Staatsanwälte und Ermittler durchsuchen Büros und Wohnungen von Josef Ackermann und seinen Kollegen. Es geht um Aussagen im Kirch-Prozess.

Die Razzia fand bereits vergangene Woche statt. Etwa 30 Beamte durchsuchten die Vorstandsbüros von Josef Ackermann und seinen Kollegen in der Zentrale der Deutschen Bank an der Frankfurter Taunusanlage. „Die haben überall herumgewühlt“, beschreibt ein Insider das Vorgehen. Bereits am Dienstag sei auch das Privathaus des früheren Bankchefs Rolf Breuer von Staatsanwälten und Ermittlern durchsucht worden. Um halb sieben am Morgen hätten sie das Haus in Frankfurt gestürmt. Der 74-jährige, schwerhörige Breuer habe noch im Bett gelegen. „Er hat erst sein Hörgerät einschalten müssen. Der Ton der Ermittler war äußerst ruppig, so als ob es um einen Schwerverbrecher oder ein Drogenkartell geht“, sagt ein Insider. Auch in Breuers Ferienwohnung in Österreich sahen sich die Ermittler um.

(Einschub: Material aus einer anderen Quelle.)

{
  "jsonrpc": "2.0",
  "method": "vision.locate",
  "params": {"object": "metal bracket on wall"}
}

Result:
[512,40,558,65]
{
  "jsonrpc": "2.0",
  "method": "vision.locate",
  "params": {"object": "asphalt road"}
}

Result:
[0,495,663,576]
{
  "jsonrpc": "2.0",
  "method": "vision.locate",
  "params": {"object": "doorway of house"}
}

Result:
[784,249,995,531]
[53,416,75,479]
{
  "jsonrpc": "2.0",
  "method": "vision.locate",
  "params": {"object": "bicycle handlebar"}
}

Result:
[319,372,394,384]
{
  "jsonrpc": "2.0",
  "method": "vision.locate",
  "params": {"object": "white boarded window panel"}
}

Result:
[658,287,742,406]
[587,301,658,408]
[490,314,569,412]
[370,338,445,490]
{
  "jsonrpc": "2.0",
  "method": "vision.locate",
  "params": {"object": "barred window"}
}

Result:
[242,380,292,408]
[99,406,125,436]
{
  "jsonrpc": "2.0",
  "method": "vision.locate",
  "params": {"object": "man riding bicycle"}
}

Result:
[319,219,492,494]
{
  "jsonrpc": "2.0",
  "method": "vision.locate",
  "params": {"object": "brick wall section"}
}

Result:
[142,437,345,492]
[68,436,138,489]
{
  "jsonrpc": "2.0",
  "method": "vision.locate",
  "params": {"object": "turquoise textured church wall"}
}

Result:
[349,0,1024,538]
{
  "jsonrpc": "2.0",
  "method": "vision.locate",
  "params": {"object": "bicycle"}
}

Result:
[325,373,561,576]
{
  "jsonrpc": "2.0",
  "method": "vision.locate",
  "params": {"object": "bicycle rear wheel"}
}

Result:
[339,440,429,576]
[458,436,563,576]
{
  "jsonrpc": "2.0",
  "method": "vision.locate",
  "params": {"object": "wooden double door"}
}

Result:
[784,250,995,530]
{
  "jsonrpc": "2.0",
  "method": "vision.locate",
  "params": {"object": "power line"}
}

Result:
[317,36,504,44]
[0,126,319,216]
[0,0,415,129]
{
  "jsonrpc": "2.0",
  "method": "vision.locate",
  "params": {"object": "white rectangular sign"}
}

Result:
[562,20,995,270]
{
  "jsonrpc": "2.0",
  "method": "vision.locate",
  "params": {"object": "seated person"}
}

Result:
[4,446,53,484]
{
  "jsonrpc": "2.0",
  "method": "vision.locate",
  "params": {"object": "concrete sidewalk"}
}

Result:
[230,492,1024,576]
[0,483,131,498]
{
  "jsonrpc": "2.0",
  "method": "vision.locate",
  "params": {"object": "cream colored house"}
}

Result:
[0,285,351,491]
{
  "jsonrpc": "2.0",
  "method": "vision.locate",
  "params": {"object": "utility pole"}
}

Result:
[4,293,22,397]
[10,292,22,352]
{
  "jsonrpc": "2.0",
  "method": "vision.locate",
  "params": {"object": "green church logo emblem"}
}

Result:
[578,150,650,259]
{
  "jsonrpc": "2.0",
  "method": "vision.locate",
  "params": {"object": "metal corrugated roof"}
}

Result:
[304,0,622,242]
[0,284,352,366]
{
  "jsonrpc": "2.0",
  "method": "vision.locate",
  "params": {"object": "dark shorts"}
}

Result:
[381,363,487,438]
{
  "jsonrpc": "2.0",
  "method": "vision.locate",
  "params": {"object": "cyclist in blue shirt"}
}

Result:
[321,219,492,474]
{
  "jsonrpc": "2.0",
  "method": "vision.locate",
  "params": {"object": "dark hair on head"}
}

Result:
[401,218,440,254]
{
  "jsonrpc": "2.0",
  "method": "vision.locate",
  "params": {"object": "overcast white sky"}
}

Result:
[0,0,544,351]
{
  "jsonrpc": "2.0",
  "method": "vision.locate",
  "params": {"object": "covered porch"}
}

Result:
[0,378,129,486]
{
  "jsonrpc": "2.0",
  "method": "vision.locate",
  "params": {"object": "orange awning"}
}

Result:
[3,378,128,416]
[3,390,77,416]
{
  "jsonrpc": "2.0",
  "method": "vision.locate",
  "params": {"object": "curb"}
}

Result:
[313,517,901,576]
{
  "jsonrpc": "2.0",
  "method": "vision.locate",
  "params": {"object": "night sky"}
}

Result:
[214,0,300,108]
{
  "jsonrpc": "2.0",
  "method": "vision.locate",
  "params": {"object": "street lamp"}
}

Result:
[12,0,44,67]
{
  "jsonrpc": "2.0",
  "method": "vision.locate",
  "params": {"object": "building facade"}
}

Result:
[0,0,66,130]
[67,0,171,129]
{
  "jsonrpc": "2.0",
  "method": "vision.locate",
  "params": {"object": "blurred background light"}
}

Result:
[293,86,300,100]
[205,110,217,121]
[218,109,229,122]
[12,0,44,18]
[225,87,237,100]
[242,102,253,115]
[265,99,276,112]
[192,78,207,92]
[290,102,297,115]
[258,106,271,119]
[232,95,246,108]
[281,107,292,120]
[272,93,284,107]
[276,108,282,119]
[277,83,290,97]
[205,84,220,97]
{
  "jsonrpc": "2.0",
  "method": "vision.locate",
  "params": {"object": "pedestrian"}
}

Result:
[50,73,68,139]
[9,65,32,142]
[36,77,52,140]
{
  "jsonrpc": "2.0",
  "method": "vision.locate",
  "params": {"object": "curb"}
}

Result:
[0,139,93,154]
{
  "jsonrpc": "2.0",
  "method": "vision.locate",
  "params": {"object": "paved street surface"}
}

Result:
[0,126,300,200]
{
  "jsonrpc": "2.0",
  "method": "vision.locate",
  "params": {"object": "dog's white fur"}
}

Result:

Hintergrund ist der erbitterte Rechtsstreit um die Pleite des im Sommer verstorbenen Medienunternehmers Leo Kirch vor dem Münchner Oberlandesgericht, bei dem es um Schadenersatz in Milliardenhöhe geht. Die Staatsanwaltschaft München ermittelt gegen Ackermann, Aufsichtsratschef Clemens Börsig, Ex-Vorstandschef Rolf Breuer und Ex-Personal-Vorstand Tessen von Heydebreck wegen uneidlicher Falschaussage und Prozessbetrug. Die Banker sollen vor Gericht gelogen haben. Die Deutsche Bank weist die Anschuldigungen der Staatsanwaltschaft München als „haltlos und ihr Vorgehen als unverhältnismäßig“ zurück. Man sei überzeugt, dass sich die Vorwürfe als unbegründet erweisen würden, hieß es in einer Stellungnahme.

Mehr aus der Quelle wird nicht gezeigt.